Two hours of the man himself, Lin-Manuel Miranda and his deafeningly poor tones. Delightful. In the Heights may not feature the man on screen for all that long or even off it, but the production credit alone is more than enough to stir up the aftershock that comes from his involvement. What a shock indeed. Not a shock in the traditional sense of sudden delight, more in the sense of anguished pain, realising what it means for In the Heights and the musical genre as a whole. It means little to anyone that is not a theatre kid, a Miranda fan or a fool. But, then, In the Heights is built on the brains of commercialisation, and the hearts of wilted musicians.
Bless those hearts. They are the foolish trendsetters that try so hard to fall so far. In the Heights is colourful, tacky and just a tad obnoxious. What a tragedy of a middle-class soliloquy this feature is. Whether to retire to your beautiful homeland or to stay in the new family and home carved out by hard work in a niche industry. Bodega businesses are not the booming investment they once, probably, were. In the Heights fails to mention that winkle of doubt in the economic industry. But it also fails to mention that its characters are flat, as are its tunes. They are dangerously close to useless, but that should be expected from the Miranda experience.
A gluttonous affair, and not a strong one. At the very least, when a hack exposes themselves as having an interest in something, audiences can hope to be taken along for the ride. That is not the case for In the Heights, which spends a bulk of its running time with uncoordinated plotlines and tone-deaf recordings. It is the theatre of screams that provokes and prods at the audiences not delighted and enlightened by the musical numbers. Its grating colour palette and uppity attitude to the world around it is grating and uncontrollably horrid. That often-present matriarch and the following of the footsteps of the forefather’s theory is presented by director John M. Chu. Amicably so. There is little else to be done with such a process, other than the usual tiptoe of inevitable, commercialised success and the reprise that follows the ironic, half-hearted throwback to the major issue that now amounts to a tiny problem.

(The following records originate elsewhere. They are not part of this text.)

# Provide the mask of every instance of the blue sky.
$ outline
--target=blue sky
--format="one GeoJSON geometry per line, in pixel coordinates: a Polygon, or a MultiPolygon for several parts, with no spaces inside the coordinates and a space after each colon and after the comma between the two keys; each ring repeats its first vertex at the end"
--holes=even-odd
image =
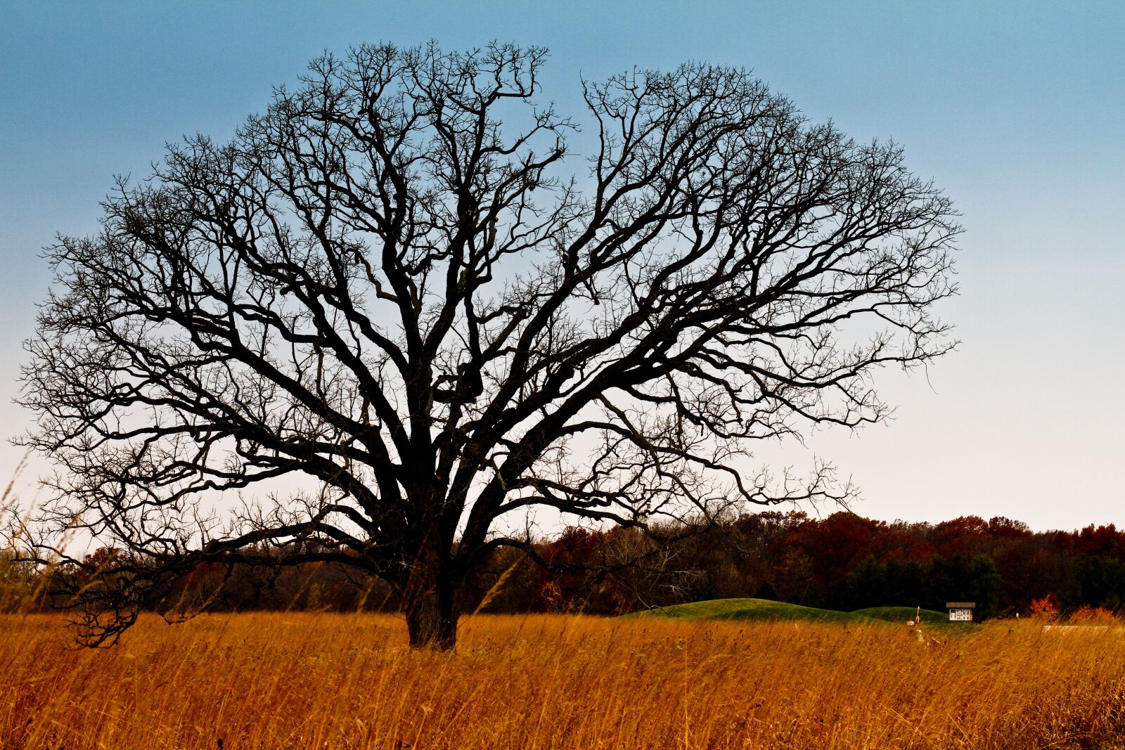
{"type": "MultiPolygon", "coordinates": [[[[20,342],[50,284],[38,249],[97,226],[115,173],[184,134],[225,138],[323,49],[552,51],[546,96],[580,75],[688,60],[750,67],[811,118],[893,138],[963,214],[961,350],[888,372],[896,419],[807,446],[879,518],[1006,515],[1125,525],[1125,3],[0,1],[0,433],[26,428],[20,342]]],[[[21,452],[0,445],[0,478],[21,452]]],[[[24,478],[21,491],[34,494],[24,478]]]]}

Sickly and predictable, In the Heights is particularly loathsome because of how empty, hollow and jolly it is. Awards contender this is not, and rightfully so. Even beyond its deep dive into controversy, In the Heights stands for nothing and will apply little of the real-world values to its sugar-coated, glossy fictional future within. Why would it? Reality doesn’t sell. Dancing in the streets with no care for tomorrow and a seething, eased ability to trip into lucky chances others would crave is the world these caricatures live in. It is far and away from reality. So why does In the Heights spend so much of its time deliberating on real-world issues, pragmatic discussion is not on the cards for a feature that breaks out into flash mobs, dreadful songs and poor performances.